Expand \(\mathbb{E}[S_n^3] = \sum_{i,j,k=1}^{n} \mathbb{E}[\xi_i \xi_j \xi_k]\). Since \(\mathbb{E}[\xi_i] = 0\) and the \(\xi_i\) are independent, \(\mathbb{E}[\xi_i \xi_j \xi_k]\) is nonzero only when every distinct index appears an even number of times. With three index slots, the possible patterns are:

  • All three equal (\(i = j = k\)): \(\mathbb{E}[\xi_i^3] = \mathbb{E}[\xi_i] = 0\) (since \(\xi_i^3 = \xi_i\) when \(\xi_i \in \{-1,+1\}\)). Contribution: 0.
  • Exactly two equal, one different (e.g., \(i = j \neq k\)): \(\mathbb{E}[\xi_i^2 \xi_k] = \mathbb{E}[\xi_i^2]\mathbb{E}[\xi_k] = 1 \cdot 0 = 0\). Contribution: 0.
  • All three distinct: \(\mathbb{E}[\xi_i]\mathbb{E}[\xi_j]\mathbb{E}[\xi_k] = 0\). Contribution: 0.

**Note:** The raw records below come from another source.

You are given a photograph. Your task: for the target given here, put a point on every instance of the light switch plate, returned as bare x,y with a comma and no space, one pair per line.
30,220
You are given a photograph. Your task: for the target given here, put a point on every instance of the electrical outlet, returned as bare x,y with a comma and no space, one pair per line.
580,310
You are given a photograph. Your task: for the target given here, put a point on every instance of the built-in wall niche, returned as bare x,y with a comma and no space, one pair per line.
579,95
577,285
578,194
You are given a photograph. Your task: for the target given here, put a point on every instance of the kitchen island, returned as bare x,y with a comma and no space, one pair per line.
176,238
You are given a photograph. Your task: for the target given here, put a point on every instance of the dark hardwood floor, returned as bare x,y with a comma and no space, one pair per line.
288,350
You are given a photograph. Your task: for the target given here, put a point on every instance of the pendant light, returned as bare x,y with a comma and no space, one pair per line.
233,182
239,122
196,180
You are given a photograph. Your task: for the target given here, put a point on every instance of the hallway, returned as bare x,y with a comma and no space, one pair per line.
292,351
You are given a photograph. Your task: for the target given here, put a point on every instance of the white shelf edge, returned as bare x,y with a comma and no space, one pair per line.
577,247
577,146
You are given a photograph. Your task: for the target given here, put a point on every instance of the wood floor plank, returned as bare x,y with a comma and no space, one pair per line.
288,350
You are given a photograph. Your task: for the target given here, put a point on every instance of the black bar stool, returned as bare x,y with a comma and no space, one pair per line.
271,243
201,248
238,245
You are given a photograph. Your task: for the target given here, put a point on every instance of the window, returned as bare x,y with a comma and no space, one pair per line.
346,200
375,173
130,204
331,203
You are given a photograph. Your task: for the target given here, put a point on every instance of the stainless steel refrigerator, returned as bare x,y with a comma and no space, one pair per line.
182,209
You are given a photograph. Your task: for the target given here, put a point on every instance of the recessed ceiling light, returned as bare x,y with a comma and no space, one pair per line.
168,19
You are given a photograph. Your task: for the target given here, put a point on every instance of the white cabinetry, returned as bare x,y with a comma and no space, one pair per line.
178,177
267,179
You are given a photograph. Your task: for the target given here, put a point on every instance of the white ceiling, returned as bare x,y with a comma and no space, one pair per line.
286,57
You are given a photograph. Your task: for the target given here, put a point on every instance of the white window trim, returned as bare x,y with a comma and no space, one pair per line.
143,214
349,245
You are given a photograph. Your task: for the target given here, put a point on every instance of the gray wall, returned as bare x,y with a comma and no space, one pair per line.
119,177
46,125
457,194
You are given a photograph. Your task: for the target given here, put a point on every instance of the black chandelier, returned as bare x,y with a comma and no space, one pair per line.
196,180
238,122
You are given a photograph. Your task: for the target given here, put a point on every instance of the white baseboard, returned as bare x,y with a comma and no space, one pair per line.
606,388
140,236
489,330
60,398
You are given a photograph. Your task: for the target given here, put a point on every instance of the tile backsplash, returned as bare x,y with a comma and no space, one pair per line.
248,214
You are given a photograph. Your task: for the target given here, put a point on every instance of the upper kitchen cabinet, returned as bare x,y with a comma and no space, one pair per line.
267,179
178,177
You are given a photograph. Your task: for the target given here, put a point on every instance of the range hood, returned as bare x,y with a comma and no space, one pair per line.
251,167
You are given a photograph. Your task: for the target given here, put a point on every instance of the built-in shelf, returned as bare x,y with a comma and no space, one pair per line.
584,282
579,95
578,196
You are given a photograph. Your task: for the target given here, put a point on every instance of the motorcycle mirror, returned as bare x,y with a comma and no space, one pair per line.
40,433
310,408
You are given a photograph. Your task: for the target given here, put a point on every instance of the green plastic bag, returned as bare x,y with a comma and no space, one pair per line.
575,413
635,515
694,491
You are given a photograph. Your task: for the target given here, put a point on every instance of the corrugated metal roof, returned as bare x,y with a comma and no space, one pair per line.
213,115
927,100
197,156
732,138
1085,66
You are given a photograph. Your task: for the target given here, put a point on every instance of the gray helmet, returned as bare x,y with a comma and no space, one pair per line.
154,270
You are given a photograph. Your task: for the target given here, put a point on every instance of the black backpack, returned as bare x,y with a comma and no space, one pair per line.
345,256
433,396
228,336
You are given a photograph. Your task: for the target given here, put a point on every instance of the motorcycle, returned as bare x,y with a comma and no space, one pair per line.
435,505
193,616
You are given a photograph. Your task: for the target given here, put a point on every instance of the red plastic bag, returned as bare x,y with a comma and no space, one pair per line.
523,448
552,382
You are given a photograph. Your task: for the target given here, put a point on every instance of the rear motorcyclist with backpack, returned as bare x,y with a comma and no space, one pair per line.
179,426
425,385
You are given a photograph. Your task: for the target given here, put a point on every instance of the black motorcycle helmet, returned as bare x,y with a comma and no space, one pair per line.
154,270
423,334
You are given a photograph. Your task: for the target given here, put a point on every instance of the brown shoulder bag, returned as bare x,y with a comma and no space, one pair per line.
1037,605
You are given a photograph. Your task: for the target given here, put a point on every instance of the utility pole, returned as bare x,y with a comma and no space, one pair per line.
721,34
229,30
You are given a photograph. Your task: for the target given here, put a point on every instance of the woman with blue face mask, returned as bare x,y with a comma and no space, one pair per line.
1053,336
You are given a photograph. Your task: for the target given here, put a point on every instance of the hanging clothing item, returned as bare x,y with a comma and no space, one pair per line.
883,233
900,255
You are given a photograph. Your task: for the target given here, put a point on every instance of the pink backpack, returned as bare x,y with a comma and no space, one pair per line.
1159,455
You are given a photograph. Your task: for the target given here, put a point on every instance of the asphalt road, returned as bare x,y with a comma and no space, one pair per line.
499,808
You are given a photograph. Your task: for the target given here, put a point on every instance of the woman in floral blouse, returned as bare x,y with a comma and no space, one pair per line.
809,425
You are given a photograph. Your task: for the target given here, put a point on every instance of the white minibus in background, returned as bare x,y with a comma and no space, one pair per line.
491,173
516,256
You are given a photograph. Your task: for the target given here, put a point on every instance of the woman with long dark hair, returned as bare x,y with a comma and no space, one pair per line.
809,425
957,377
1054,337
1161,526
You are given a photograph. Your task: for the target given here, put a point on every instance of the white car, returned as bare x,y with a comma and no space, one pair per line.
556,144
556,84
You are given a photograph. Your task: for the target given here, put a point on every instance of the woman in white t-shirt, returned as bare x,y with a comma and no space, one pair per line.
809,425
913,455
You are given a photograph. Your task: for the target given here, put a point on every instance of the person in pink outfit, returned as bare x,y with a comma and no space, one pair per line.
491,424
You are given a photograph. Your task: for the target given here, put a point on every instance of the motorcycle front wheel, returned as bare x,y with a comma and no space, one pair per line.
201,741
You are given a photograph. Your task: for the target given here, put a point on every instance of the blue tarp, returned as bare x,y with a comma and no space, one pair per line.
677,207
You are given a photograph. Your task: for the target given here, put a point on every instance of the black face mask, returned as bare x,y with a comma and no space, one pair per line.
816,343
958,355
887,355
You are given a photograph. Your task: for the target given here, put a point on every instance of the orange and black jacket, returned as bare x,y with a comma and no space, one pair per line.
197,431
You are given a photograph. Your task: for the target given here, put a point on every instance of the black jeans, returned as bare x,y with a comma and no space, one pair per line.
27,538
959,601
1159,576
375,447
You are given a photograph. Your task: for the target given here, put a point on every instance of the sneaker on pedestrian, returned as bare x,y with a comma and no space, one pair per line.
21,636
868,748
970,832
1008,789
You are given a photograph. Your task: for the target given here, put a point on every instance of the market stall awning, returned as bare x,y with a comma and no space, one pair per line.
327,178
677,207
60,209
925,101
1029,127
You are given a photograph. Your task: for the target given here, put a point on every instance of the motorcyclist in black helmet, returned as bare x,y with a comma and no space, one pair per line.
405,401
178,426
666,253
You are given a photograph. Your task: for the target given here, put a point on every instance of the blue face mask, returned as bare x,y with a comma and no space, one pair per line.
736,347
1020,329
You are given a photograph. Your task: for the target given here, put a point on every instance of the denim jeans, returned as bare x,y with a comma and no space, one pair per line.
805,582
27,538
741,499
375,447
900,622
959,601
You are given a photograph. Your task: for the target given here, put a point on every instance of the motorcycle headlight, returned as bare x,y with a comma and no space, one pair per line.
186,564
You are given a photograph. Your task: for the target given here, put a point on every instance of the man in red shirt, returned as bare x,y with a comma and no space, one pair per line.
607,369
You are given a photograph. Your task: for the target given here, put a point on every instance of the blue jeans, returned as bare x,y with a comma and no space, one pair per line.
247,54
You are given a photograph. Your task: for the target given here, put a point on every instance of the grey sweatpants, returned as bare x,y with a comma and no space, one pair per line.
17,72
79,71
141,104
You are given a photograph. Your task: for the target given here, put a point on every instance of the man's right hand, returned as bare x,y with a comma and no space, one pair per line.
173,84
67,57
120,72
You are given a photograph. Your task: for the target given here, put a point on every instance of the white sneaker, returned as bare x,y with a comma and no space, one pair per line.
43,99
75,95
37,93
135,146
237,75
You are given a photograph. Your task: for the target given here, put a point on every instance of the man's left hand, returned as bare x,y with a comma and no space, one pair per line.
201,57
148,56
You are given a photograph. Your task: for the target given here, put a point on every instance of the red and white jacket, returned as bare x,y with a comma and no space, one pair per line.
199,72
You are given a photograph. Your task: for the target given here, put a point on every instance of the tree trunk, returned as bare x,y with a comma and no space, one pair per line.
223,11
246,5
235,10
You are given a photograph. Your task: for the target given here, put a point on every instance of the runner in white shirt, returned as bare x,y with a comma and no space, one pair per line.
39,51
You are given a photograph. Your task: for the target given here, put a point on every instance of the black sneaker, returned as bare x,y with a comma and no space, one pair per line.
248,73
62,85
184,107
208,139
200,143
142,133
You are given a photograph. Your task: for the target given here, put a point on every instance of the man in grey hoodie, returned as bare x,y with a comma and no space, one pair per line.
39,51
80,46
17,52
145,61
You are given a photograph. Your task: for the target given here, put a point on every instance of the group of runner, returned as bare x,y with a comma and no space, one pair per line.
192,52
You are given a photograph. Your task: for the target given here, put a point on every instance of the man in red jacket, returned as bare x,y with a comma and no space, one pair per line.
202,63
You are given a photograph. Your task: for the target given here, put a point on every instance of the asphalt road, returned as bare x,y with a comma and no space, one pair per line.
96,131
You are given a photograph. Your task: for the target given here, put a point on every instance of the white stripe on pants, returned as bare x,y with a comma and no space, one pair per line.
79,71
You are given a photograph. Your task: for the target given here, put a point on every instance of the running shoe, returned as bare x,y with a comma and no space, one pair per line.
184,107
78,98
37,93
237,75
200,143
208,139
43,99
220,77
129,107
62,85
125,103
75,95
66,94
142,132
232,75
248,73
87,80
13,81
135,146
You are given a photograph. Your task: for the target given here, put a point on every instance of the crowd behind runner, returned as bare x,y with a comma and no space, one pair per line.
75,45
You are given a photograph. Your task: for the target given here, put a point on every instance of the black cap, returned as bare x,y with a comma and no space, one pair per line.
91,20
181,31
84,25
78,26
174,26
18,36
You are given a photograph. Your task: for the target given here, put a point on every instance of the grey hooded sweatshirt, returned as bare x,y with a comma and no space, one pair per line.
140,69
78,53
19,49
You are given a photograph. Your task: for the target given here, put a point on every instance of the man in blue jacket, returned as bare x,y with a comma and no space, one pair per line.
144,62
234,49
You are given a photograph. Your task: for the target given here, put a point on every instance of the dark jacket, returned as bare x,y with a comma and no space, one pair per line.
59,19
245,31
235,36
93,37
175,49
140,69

Every case gives 0, so \(\mathbb{E}[S_n^3] = 0\).

Generalization: Yes, \(\mathbb{E}[S_n^k] = 0\) for all odd \(k\). This follows from the symmetry \(\xi_i \overset{d}{=} -\xi_i\), which implies \(S_n \overset{d}{=} -S_n\). For any odd \(k\): \(\mathbb{E}[S_n^k] = \mathbb{E}[(-S_n)^k] = -\mathbb{E}[S_n^k]\), which forces \(\mathbb{E}[S_n^k] = 0\). Alternatively, the index-counting argument shows that with an odd number of index slots, at least one distinct index must appear an odd number of times, introducing a factor of \(\mathbb{E}[\xi_i^{\text{odd}}] = 0\).